Сумерки уже сгустили прозрачный воздух до ослепительной синевы и окрасили синим дома, деревья, горы. Над притихшей деревней, прилепившейся к подножию невысоких пологих гор, вставала ранняя белая луна. Редко тявкали сонные собаки, в соседнем доме плакал ребенок, и мать негромко пела ему колыбельную.
Обогнув низкое строение пекарни, юноша стремительно зашагал по узкой тропинке вверх, к самой вершине Ненужной горы — так люди прозвали холм, перегораживающий ведущую в долину с гор широкую дорогу. Низкая луна и редкие звезды освещали ему путь, и вскоре юноша добрался до цели — огромного черного камня, мрачной глыбой лежащего почти на вершине холма.
Про этот камень рассказывали чудеса. Будто бы много лет назад, может, двести, а может, и триста, он лежал внизу, в долине. Но то ли лежать ему там наскучило, то ли по другой какой причине, но тяжеленный округлый монолит вдруг принялся медленно, как старая сонная улитка, ползти в гору, преодолевая за год расстояние в один человеческий шаг.
О странном камне, живущем своей непонятной жизнью, люди всегда говорили неохотно и шепотом и пугали им непослушных детей: «Вот камень услышит!…»
Юноша не боялся камня. Год назад он насмелился осторожно приблизиться к таинственной глыбе, обошел ее со всех сторон, прикладывая ухо к холодным бокам, погладил, потом похлопал неровную, чуть сглаженную, поверхность и наконец по еле заметным трещинкам и впадинам забрался на высокого, в четыре человеческих роста, каменного великана.
Стоя на нем, юноша окинул взором лесистые склоны гор к западу от Ненужной горы и вдруг заметил далеко впереди себя, на соседнем холме, слабое красноватое сияние, то появляющееся, то исчезающее. С этого дня он потерял покой. Это была та загадочная пещера из бабкиных рассказов, в которой исполняются любые человеческие желания. Удача повернулась к нему лицом, и теперь у юноши появилась самая главная в жизни цель — дойти до пещеры.
Едва он спускался с черного камня, потом с горы и углублялся в лес, как тут же сбивался с пути и оказывался далеко в стороне от заветных огней. Часами, в ночной тишине, смотрел он на далекий свет, притягивающий его, как свеча мотыльков, и твердил себе, как безумный, что обязательно дойдет, чего бы это ему ни стоило, иначе его безрадостная, унылая жизнь никогда не переменится.
Уже год его зоркий взгляд напрасно выискивал в море однообразных деревьев, покрывающих холмы, какой-нибудь приметный знак, ориентир, по которому можно найти таинственное место.
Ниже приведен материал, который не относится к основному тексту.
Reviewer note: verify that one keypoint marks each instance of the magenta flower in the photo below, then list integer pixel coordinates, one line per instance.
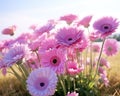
(14, 55)
(94, 36)
(42, 82)
(55, 59)
(47, 44)
(85, 21)
(104, 62)
(73, 69)
(96, 48)
(69, 36)
(69, 18)
(111, 47)
(72, 94)
(106, 26)
(45, 28)
(9, 31)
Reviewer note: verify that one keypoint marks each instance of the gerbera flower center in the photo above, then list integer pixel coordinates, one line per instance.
(41, 83)
(106, 27)
(69, 39)
(55, 60)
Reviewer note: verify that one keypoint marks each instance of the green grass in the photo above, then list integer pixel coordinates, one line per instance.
(9, 85)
Черный камень за год продвинулся ровно на шаг, и юноша, глядя на него, часто думал о том, куда так упорно, века напролет, стремится молчаливая громада. Не туда ли, куда и он сам? И какие желания таятся в его холодной непроницаемой глубине?
… Сегодня красное окно далекого загадочного дома светилось особенно ярко, и юноша в мрачном отчаянии решительно зашагал в его сторону по темному ночному лесу, полному пугающих шорохов и скользящих за деревьями неясных теней.
Свет вдали мелькал, не исчезая, и горел все ярче. Юноша рвался к нему, забыв про осторожность, и, внезапно налетев в темноте на пень, упал. Острый сучок распорол ему ладонь. Теплая кровь обильно закапала на землю, но сжав руку в кулак и стиснув зубы, он, не теряя времени, продолжил свой путь.
Огни сияли уже совсем рядом, как вдруг за своей спиной, среди таинственных ночных звуков, он различил прерывистые шаркающие шаги, будто за ним, поминутно останавливаясь, брел немощный, больной человек. Юноша спрятался за неохватное дерево и вгляделся в темноту.
Пригнувшись к земле и принюхиваясь, как собака, шла по его следам безобразная старуха с большой головой. Она всматривалась в капли крови, что темнели на мягкой земле, и что-то бормотала. Юноше стало не по себе, но когда бабка поравнялась с ним, он вышел из-за дерева и встал перед ней, не говоря ни слова. Злоба переполняла его: сейчас, когда до цели оставались считанные шаги, ему мешает эта старая ведьма!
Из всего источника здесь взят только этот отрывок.